* O Globo
O Estado do Rio acumula, sozinho, pouco mais de um terço das ordens de prisão — inclusive contra bandidos de alta periculosidade — negligenciadas pela polícia no país
A política penitenciária do país coleciona evidências de sua falência dentro e fora das prisões. No interior delas, aglomera-se uma população carcerária em torno de 600 mil pessoas, um contingente que ultrapassa, em muito, o número de vagas nas masmorras (em 2015, o déficit era de quase 250 mil). Externamente, uma fila imaginária de inquilinos que deveriam estar do outro lado do muro forma um igualmente elevado quinhão: segundo o Banco Nacional de Mandados de Prisão, órgão ligado ao Conselho Nacional de Justiça, o número de ordens judiciais de detenção não cumpridas, contra criminosos ou pessoas generalizadamente em débito com a Justiça, chega a quase 450 mil no Brasil. A maioria dessas ignoradas determinações concentra-se em São Paulo, Minas e Rio de Janeiro.
No Rio a situação é particularmente grave. O estado, sozinho, tem nas gavetas da sua polícia 130 mil mandados expedidos pela Justiça fluminense. Para efeitos de comparação, isso corresponde a quase três vezes o total da população carcerária (47 mil detentos) do Rio de Janeiro, embora cada ordem de prisão não corresponda necessariamente a um réu diferente. Mesmo considerando-se, ainda, que boa parte das buscas coercitivas determinadas pela Justiça se refira a crimes de menor expressão (pensões alimentícias que não são pagas, por exemplo), entre os foragidos há bandidos do topo da hierarquia do crime organizado, como O GLOBO mostrou em reportagem na edição de anteontem.
Ou seja, tanto quanto a quantidade de mandados não cumpridos (pouco mais de um terço do total nacional), a estatística preocupa pelo alto grau de periculosidade de parte considerável da fila de potenciais, mas inalcançáveis, inquilinos do sistema prisional. A curva desses esquecidos vem convergindo de forma mais acentuada, para cima, nos últimos anos: o Tribunal de Justiça do Rio envia todos os dias à polícia uma média de 200 ordens de prisão; dessas, apenas 50 são cumpridas — do que resulta, a cada 24 horas, 150 criminosos que deixam de começar a acertar as contas com a lei.
Pior: a inépcia da polícia, neste aspecto, não é episódica. Mandados não realizados são um problema tão crônico quanto as demais mazelas da política carcerária, e em nível nacional: segundo o CNJ, cerca de 10 mil ordens, em todo o país, aguardam pelo menos 20 anos para serem cumpridas, indicador de que milhares de criminosos logo terão as penas prescritas sem que tenham passado um único dia atrás das grades.

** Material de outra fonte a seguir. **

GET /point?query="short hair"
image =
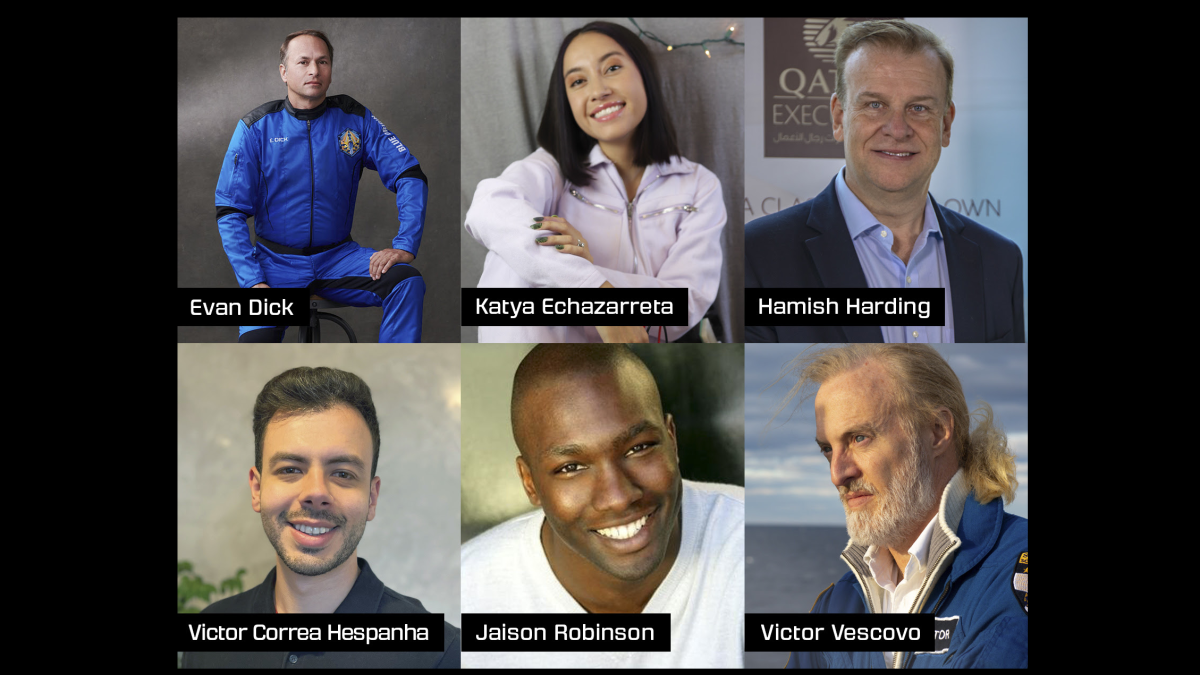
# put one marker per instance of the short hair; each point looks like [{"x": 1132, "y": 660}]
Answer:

A questão dos mandados é um problema a ser atacado, mas a realidade do sistema prisional lhe impõe um nada negligenciável complicador: caso as ordens sejam cumpridas, como receber mais detentos numa rede de presídios sem vagas? É uma equação que implica soluções multidisciplinares. Mas que não pode deixar de ser resolvida. O poder público não pode enfrentar suas próprias omissões com mais leniência.